Le document fait état de diverses options envisagées par Santé Canada, y compris la politique actuelle et quatre (4) autres options. Alors que vous parcourrez l'option 1 jusqu'à l'option 4, la combinaison des mêmes instruments de politique diffère d'une option à l'autre en passant d'instruments qui soutiennent une politique volontaireà ceux qui soutiennent une démarche plus réglementaire.

Chaque option de politique a été fondée sur toutes les démarches suivantes ou sur la combinaison de certaines d'entre elles :

  • développer des lignes directrices pour de bonnes pratiques de fabrication (BPF) sur la manipulation des allergènes;
  • développer des lignes directrices pour la réalisation d'évaluations des risques que comportent les allergènes;
  • développer des lignes directrices pour documenter et consigner les observations issues des évaluations des risques;
  • déterminer un petit nombre de mises en garde qui peuvent paraître sur les étiquettes;
  • mettre sur pied un programme éducatif pour les consommateurs; et
  • à l'intention des consommateurs, établir un système d'information sur l'innocuité des produits (par exemple, un site Web consultable par les consommateurs ou un symbole sur le produit).

Glossaire des termes techniques contenus dans ce document :

Allergène :
Une substance pouvant provoquer une réaction allergique.
Allergènes alimentaires prioritaires :
Les allergènes les plus fréquemment associés aux allergies alimentaires et aux réactions de type allergique. Ceux-ci comprennent :

  • les amandes, les noix du Brésil, les noix de cajou, les noisettes, les noix de macadamia, les pacanes, les pignons, les pistaches, les noix, les arachides, les graines de sésame, le blé, le kamut, l'épeautre, le triticale, les oeufs, le lait, les fèves de soya, les crustacés et mollusques et le poisson; et
  • les sulfites - s'ils sont ajoutés directement dans les aliments ou lorsque la quantité totale de ceux-ci dans les aliments est suffisante pour susciter des préoccupations.
Bonnes pratiques de fabrication ( BPF) :
Des mesures prises pour faire en sorte qu'une démarche acceptée universellement soit appliquée afin d'assurer la qualité des produits et de réduire les risques au minimum.
Étiquetage préventif relatif aux allergènes :
Un étiquetage qui met en garde par rapport aux allergènes prioritaires qui, même s'ils ne paraissent pas dans la liste des ingrédients, peuvent être présents dans les produits.
Évaluation des risques :
Un processus qui implique la détermination de la possibilité qu'un effet nocif particulier sur la santé se produise chez une personne ou au sein d'une population à la suite d'une exposition à un agent dangereux.
Mise en garde relative aux allergènes alimentaires sur l'étiquette :
Une déclaration sur l'étiquette d'un aliment préemballé qui indique les allergènes alimentaires prioritaires qui ne paraissent pas dans la liste des ingrédients, mais qui peuvent avoir été incorporés par inadvertance à un produit au cours de son processus de fabrication.

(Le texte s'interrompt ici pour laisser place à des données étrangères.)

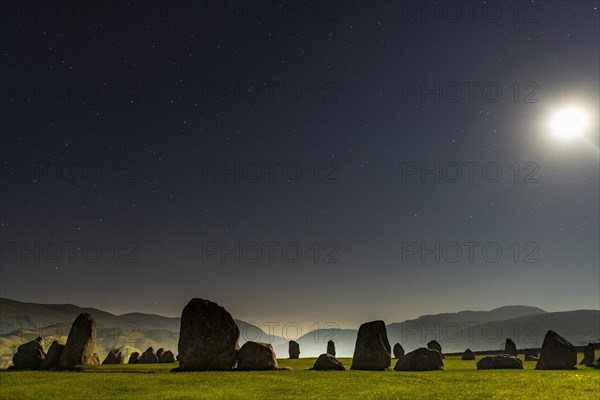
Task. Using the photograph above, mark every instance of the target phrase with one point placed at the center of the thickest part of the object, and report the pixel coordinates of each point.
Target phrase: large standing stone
(468, 355)
(327, 362)
(255, 356)
(372, 351)
(53, 356)
(331, 348)
(294, 349)
(421, 359)
(115, 356)
(557, 353)
(434, 345)
(588, 355)
(148, 357)
(208, 338)
(30, 355)
(167, 357)
(510, 347)
(398, 350)
(79, 349)
(501, 361)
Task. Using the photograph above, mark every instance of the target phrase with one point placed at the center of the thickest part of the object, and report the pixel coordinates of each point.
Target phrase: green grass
(460, 380)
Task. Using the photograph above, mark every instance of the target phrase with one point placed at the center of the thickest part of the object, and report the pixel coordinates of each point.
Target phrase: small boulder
(398, 350)
(115, 356)
(500, 361)
(372, 351)
(557, 353)
(167, 357)
(421, 359)
(30, 355)
(327, 362)
(53, 356)
(510, 347)
(468, 355)
(256, 356)
(294, 349)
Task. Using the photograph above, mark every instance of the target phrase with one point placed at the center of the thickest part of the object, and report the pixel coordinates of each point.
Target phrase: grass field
(460, 380)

  • Voici des exemples de telles mises en garde : « peut contenir... »; « peut contenir des traces de... »; « ne convient pas à la consommation par les personnes allergiques à... ».
Sources de gluten :
Les grains susceptibles d'exercer des effets négatifs chez les personnes atteintes de la maladie coeliaque comprennent les différentes espèces de blé (p. ex. le blé dur, l'épeautre, le kamut), l'orge, le seigle et leurs hybrides obtenus par croisement (p. ex., le triticale, résultant du croisement du blé et du seigle).

Directives :

Vos commentaires sur les options de politique sont très importants pour la réussite de la révision de la politique par Santé Canada. À la suite de la section sur les renseignements généraux, chaque option de politique sera présentée. Des questions au sujet de la révision de la politique seront posées à la fin du document, et vous disposerez de l'espace nécessaire pour transmettre vos commentaires additionnels.

Pourquoi la révision de l'étiquetage préventif relatif aux allergènes dans les aliments préemballés est-elle nécessaire?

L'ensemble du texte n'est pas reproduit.